Inside, the carefully considered extension gives a surprising sense of space and light - in no small part due to the inclusion of casement French doors and half vaulted ceiling. Classic panelled style cabinetry by Barr Kitchens is hand-painted, with quarter round bevelled detailing. The curved feature wall draws through to the inside space, where the cabinetry follows its arc-ed line. The installation is complemented by a curved painted timber shelf above and work surface with tiled up-stand shaped to fit.
The warm oak timber island top and window sills balance the cool white Caesarstone worktop. Armac Martin polished chrome fixings align with a stainless steel range (clients own) and the Kohler ceramic undercounted sink is flanked by a simple Perrin and Rowe tap set. The old flagstone floor was carefully matched to the original, as was the rolled limestone plasterwork, making the transition from old to new almost imperceptible. Everything about the new structure and inside space is quiet and uncluttered, allowing the architecture of the original farmhouse and its newly extended form to speak for itself.

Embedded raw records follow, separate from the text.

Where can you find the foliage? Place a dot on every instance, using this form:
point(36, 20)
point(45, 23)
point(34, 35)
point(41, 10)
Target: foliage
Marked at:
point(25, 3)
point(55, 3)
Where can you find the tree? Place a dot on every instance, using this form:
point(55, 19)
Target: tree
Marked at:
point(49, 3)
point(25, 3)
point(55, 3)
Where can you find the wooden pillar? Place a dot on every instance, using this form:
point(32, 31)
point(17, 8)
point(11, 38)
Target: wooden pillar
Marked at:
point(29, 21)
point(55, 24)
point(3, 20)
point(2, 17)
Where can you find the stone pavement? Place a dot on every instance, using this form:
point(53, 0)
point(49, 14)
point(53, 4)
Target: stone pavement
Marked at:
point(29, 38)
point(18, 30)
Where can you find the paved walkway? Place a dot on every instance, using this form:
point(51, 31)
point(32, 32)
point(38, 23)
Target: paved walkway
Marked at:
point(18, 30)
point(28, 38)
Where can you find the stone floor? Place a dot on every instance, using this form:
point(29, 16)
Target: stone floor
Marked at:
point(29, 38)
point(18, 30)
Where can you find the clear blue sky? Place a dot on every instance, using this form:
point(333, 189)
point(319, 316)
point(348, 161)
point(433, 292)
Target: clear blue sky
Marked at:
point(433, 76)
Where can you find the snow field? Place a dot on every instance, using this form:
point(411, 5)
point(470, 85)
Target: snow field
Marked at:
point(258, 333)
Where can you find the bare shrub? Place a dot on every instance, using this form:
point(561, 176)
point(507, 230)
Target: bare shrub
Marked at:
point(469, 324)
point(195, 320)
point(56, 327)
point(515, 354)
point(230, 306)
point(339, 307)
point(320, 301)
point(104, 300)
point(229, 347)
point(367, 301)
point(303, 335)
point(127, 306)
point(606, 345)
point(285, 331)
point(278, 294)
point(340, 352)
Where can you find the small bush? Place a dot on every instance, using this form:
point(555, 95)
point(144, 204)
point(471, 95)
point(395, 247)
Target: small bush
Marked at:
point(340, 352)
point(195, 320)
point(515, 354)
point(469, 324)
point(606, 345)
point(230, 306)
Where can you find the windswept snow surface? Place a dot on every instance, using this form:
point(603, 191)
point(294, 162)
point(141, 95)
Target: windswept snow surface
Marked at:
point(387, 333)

Our client is delighted with the finished project and as a result, so are the Barr Group team. We would love to return to Lower Beech Farm one day, to continue it's carefully considered architectural journey. A few years ago the Oxford restauranteur Jon Ellse fed back to us “I judge the performance of my restaurants on whether people recommend to their friends and whether they return for more and I would apply both in the positive to the Barr Group”. Since then we have used the same principle in measuring our own performance, with a positive result we hope, in the case of Lower Beech Farm!